Tips for parsing Swift code with SwiftSyntax
I recently worked on a project with a goal to consolidate and standardize localization efforts in a sizeable iOS application written in Swift. This app uses a 3rd party localization service that supports Over-The-Air (OTA) localization. In short, it means that the live app can fetch the latest localizations from the server and there is no need to resubmit the app to the App Store to update the localizations. As a result of this feature, there are no .strings
files in the project. All the localization keys and localized values are stored in a proprietary formatted database file used by the 3rd party localization service SDK.

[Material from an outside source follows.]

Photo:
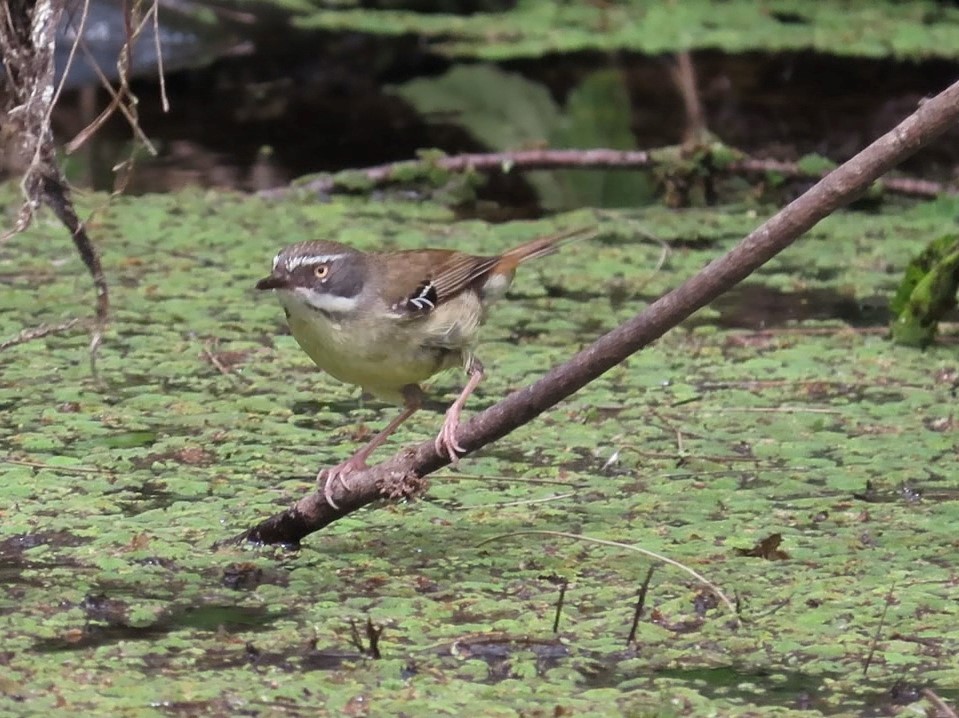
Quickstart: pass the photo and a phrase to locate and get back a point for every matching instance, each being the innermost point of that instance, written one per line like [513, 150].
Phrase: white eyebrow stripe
[308, 260]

The app has been in development for over 6 years, and presumably, many keys present in the database weren’t used anymore. Having a growing number of unused keys lingering in the database increases the localization costs when entering new markets. So one of the goals was to clean up the unused keys. And the challenge was to figure out which localization keys are currently being used in the app. The only way to know for sure is to find all localization keys referenced in the code. And given that the project has been in development for so long, there was a handful of different patterns for referencing localization keys.
Here is where SwiftSyntax enters the stage. I needed a reliable Swift code parsing tool to collect these localization keys and SwiftSyntax emerged from the research as the best tool for the job.
What is SwiftSyntax and how to use it?
SwiftSyntax is a library for parsing, inspecting, generating, and transforming Swift source code. If you are not familiar with it, the basics of the tool are pretty well covered in these two articles:
- SwiftSyntax by Mattt
- An overview of SwiftSyntax by Luciano Almeida
To explain how SwiftSyntax works in a single sentence, it builds an abstract syntax tree of the Swift source code and then traverses that tree while letting you react whenever it encounters a type of tree node which interests you.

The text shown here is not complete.